Catalina Island, 22 nautical miles from Los Angeles, has been a popular getaway since William Wrigley, Jr. of chewing gum fame, recognized its value for tourism in the 1920s. Though development for tourism had been started before by others, World War I interfered and the money ran out before significant inroads could be made. Fortunately financial endurance wasn’t a problem for Wrigley and except for a three-year interruption in his plans when the military took over the island during World War II, he forged ahead constructing the infrastructure, Catalina Casino and other attractions. In order to gain publicity for the resort, he brought his baseball team, the Chicago Cubs, to the island where they would hold their spring training from 1921 through 1951. When William died, it passed to his son, Philip K. Wrigley, who continued the development according to his father’s plans.
Being so close to the Los Angeles/Hollywood film industry, it was a favorite quick escape for actors who could enjoy boating, fishing, diving and socializing. It was just off the village of Two Harbors where actress Natalie Woods drowned after falling into the water while trying to secure the tender in the middle of the night. Her terror of water was well-known by many and the circumstances of her death are still not totally resolved 36 years later. Her husband, Robert Wagner, actor Christopher Walken and boat captain, Dennis Davern, were on the boat at the time.
Catalina has appeared in many films and the Avalon Marina is a familiar sight to moviegoers. Once a rather desolate outcropping of mountains and barren land friendly only to a few goats, Catalina Island has evolved into a familiar tourist destination offering the landmark casino, golf, restaurants and quaint hotels. Many have built vacation homes in the hills above the marina that command breathtaking views and are within walking distance of the main attractions and shopping. There are miles of hiking and biking paths into the interior where one can get a glimpse of the managed herd of 150 buffalo (a former movie prop left behind), other fauna and flora of the island and panoramic views of the Pacific Ocean. Access is by ferry, helicopter, private plane, by cruise ship or one’s own yacht.
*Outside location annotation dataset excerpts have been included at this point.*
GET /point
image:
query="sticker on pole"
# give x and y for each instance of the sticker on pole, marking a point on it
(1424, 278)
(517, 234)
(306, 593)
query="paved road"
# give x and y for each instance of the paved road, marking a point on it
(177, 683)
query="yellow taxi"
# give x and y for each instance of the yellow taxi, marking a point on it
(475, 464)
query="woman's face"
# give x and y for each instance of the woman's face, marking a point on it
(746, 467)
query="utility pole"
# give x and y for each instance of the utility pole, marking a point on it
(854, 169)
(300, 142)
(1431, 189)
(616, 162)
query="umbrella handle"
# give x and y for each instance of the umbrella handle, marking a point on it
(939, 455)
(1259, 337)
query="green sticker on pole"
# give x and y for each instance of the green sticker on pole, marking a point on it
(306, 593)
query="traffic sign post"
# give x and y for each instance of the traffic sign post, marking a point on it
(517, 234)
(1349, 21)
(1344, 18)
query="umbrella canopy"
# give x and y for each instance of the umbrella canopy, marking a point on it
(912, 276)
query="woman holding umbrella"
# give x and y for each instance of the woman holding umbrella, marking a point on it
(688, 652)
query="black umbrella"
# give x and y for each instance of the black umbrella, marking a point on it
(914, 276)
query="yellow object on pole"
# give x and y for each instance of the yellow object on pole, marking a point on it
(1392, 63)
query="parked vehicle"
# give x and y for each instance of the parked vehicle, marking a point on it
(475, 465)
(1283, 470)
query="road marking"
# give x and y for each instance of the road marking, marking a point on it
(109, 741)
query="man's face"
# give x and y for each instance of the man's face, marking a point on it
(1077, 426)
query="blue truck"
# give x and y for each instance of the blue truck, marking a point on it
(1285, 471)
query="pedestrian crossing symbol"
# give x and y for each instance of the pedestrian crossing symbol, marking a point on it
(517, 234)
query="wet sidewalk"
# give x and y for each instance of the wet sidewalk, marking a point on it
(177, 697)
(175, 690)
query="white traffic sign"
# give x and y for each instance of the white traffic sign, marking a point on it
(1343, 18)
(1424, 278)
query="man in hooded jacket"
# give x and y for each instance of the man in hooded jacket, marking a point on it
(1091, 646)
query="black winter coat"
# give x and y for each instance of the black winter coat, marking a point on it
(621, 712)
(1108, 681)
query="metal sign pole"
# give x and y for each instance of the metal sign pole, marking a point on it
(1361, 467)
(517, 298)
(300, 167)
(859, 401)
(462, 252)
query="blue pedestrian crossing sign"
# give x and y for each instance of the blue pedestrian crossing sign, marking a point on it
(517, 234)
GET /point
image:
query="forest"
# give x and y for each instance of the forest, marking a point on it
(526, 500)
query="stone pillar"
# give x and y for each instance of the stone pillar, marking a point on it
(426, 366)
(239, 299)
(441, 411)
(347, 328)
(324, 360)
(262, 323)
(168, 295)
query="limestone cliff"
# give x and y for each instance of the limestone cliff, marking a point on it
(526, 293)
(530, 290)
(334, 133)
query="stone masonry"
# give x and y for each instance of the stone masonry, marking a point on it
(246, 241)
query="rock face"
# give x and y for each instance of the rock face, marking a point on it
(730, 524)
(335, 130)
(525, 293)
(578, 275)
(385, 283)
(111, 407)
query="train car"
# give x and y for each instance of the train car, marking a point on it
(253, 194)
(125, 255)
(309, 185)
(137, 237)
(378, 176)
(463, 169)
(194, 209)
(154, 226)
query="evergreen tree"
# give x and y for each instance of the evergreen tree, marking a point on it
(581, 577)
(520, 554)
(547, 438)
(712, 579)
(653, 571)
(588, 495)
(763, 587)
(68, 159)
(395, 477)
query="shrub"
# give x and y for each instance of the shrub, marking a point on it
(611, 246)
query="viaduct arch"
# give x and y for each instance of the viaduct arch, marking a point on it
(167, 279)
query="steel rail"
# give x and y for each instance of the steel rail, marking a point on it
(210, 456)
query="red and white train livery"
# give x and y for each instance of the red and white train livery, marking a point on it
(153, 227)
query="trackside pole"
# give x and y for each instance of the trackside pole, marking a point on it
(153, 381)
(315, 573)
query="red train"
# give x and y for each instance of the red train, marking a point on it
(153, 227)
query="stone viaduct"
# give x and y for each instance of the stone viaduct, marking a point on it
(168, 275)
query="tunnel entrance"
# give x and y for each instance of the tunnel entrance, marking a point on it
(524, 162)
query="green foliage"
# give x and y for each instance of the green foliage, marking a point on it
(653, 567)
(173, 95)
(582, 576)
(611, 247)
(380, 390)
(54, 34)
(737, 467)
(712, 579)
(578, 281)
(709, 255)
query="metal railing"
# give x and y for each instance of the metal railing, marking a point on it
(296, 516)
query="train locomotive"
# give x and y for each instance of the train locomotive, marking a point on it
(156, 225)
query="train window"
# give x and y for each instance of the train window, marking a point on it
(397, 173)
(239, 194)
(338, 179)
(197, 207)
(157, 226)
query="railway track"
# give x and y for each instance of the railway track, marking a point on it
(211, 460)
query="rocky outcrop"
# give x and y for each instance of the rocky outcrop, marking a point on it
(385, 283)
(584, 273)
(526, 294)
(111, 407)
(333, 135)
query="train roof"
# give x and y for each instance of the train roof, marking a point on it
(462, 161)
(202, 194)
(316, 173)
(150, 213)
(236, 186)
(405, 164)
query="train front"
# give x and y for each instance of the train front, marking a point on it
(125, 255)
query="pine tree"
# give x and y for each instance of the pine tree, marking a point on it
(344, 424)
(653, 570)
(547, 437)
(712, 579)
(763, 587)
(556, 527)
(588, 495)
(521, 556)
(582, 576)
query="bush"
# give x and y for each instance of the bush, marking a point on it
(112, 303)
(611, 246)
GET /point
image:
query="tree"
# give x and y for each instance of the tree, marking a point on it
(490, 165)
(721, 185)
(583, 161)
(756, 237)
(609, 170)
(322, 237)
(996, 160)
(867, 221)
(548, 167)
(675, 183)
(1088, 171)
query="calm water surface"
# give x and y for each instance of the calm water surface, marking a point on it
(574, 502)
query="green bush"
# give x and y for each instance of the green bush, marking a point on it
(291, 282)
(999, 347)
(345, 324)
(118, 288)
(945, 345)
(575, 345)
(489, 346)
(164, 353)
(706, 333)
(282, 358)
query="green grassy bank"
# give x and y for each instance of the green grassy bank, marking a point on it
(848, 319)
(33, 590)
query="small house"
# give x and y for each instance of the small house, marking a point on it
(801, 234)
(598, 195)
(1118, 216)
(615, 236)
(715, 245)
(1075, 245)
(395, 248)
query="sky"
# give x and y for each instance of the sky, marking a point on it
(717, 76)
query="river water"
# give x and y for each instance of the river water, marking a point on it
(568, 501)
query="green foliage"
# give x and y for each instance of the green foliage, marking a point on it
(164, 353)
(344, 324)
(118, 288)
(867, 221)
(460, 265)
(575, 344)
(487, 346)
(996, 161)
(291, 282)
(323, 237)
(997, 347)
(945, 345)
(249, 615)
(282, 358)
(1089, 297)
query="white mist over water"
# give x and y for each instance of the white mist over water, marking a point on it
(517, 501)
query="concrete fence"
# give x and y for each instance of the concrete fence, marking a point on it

Going up for auction on August 24th is a one-of-a-kind hillside house with stunning panoramic views of Avalon Bay, the town, the weekly cruise ships, boats in the marina and the Pacific Ocean. Only a five-to-ten-minute walk to all the fun, the 6,232-square-foot residence has three bedrooms and six baths spread for convenience over the four levels accessed by either the glass elevator with skylight above or stairs. But the fun isn’t just down the hill, this house has plenty of its own attractions such as a custom wood-fired pizza oven, outside bar, bocce ball, horseshoe pit, and media room with full bar and expansive wine cellar in addition to 2,000 square feet of outdoor living and entertaining space and an infinity pool with outdoor shower. A workout in the fully equipped home gym is made even better when stepping into the sauna and showering off in the dedicated bath. Floor-to-ceiling window walls and terraces with glass railings for unobstructed viewing offer views from almost every room. The large wine cave is large enough to enjoy tasting and has its own wet bar. Owners enjoy an extensive master suite and a private office. Also included are a number of pieces of artwork and sculptures, a second-floor, Green River prehistoric fossil stone wall with an estimated age of 50 million years. Other pieces of art are negotiable.
Currently listed at $7.88 million, if not sold prior to August 24th the property will be auctioned on that date with no reserve.